Bunun anlamı şu, bir halka ağır bedeller ödeterek elde edilecek zaferden hayır gelmez. Birkaç yıl önce Mesut Barzani, Ankara’da babası Molla Mustafa Barzani’nin Baas rejimine karşı verdiği mücadelede nasıl bir tavır takındığını ibretlik bir örnek olarak HDP’lilere anlatmıştı:
“Biz Rewanduz’u alacak güçteydik. Bunu babama (Molla Mustafa Barzani) ilettik. Babam, ‘Biz oradaki sivilleri koruyamayız, onlara bakamayız’ dedi ve bu isteğimizi kabul etmedi.”
Neden etmediğini de, şu soruya verilen cevap açıklıyor: “Orayı aldıktan sonra o halka acı çektirmeden bir yaşam sunabilir miyiz?” “Hayır” cevabı gelince Baba Barzani, o kuşatmadan vazgeçer.
Barzani hareketinin bu özelliğini yazar İbrahim Sediyani şöyle yorumluyor:
“Kendilerini düşünmüyorlar, bu zaferin ülke ve dünya medyasında yapılacak reklâmını, dünyada yol açacağı sansasyonel etkiyi düşünmüyorlar. Sadece ve sadece bir şeyi düşünüyorlar: Halkı, halkın zarar görmemesini.”
Şimdi bugüne dönüp, Barzani’nin neden çıkış yaptığına bakalım. Ne deniyor, Barzani iki yıldır içeride siyasi olarak derin bir sıkışma yaşıyor. Seçim bile yapamıyor. Bunu aşmak için de elindeki son kozu bağımsızlık referandumu kartını devreye sokuyor. Bir anlamda kendi sıkışmışlığını, halkının kaderi üzerinden aşmaya çalışıyor. Ve ağır bir b edel ödeneceğini de bilerek konuşuyor:
“Biz ölmeye hazırız, bedeli ne olursa olsun bu referandumu yapacağız.”

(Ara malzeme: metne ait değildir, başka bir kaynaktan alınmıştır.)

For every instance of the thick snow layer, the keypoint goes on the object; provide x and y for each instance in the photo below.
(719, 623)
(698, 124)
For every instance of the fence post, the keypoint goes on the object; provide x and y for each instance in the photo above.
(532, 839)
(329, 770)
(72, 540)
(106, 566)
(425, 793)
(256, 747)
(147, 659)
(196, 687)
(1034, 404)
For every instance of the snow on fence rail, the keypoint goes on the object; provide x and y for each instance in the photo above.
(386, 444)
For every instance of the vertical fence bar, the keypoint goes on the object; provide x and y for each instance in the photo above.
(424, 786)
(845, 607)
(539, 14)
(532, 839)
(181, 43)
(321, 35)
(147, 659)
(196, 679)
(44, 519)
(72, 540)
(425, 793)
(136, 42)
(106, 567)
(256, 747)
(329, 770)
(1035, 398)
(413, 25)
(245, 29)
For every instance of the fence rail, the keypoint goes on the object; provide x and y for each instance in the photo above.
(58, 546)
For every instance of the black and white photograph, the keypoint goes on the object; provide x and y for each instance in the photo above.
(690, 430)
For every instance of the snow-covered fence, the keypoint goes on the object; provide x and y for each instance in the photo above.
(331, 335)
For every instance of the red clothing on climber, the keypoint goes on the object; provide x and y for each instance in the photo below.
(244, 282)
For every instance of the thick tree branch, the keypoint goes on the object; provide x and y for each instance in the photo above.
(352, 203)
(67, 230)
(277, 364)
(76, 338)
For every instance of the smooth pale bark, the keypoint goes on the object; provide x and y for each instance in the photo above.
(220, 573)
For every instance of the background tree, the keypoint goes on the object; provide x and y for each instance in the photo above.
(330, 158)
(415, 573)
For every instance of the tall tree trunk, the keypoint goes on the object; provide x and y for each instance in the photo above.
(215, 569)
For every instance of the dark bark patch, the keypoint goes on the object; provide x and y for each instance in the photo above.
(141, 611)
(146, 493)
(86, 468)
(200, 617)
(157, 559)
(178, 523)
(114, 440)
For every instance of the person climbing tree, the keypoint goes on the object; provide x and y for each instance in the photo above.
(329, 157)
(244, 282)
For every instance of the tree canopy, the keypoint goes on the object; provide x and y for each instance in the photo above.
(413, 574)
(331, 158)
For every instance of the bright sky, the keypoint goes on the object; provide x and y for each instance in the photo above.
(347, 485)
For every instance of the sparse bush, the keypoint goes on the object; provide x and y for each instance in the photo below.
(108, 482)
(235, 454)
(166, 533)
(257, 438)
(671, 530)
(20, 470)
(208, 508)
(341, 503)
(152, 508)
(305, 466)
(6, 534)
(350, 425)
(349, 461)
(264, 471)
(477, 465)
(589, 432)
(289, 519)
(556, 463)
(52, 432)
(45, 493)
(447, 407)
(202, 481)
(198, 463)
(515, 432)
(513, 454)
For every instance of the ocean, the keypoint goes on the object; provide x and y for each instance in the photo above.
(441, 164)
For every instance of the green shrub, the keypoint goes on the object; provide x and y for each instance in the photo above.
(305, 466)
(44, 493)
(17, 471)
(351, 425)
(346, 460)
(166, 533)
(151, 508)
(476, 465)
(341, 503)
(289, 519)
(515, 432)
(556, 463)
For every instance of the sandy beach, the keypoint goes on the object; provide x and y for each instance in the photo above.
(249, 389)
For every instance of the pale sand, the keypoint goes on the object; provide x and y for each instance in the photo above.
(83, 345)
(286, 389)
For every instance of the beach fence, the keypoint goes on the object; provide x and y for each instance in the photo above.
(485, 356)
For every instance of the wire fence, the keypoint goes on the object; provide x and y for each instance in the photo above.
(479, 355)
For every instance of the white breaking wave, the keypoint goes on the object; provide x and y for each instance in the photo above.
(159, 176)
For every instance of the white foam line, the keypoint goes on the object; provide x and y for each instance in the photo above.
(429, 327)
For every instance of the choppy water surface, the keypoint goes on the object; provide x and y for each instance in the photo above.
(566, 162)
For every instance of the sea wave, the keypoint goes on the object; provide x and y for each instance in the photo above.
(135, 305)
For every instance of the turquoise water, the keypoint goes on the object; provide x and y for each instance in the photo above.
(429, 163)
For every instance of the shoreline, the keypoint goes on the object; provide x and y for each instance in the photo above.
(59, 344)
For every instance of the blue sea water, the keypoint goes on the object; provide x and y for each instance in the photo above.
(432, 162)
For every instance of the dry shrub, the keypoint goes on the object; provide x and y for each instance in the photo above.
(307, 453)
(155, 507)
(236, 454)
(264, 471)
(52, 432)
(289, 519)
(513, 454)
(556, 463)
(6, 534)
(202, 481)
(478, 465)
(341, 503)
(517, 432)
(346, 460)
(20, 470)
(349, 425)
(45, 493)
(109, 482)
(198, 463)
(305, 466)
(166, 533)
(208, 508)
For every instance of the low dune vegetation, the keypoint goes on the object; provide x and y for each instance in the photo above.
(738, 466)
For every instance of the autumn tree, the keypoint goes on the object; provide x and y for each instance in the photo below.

Peki, 100 yıllık hassasiyete ne oldu? Tek seçenek ölüm mü? AB coğrafyasında Katalanların bile alamadığı bağımsızlığı Ortadoğu’da “dostane ayrılık” diyerek talep etmek gerçekçi mi?
Talebin doğru olması yetmiyor, kafalarda çok sayıda soru işareti var: Barzani kendi tarihiyle örtüşmeyen, kimsenin de destek vermediği bir zeminde ve Türkiye’yle ilişkilerini heba ederek neden bu çıkışı yaptı?
Acaba arka planda çok daha kirli bir oyun mu var? Bu kaygı bana HDP’nin 7 Haziran sonrası izlediği siyaseti hatırlatıyor. Düşünün 80 milletvekili kazanan bir parti, makul bir siyaset izleseydi ve Kandil’e teslim olmasaydı bugün Türkiye’de çok daha farklı şeyler konuşulmaz mıydı?
Revanduz’a gösterilen hassasiyet neden Irak Kürdistan’ına gösterilmez?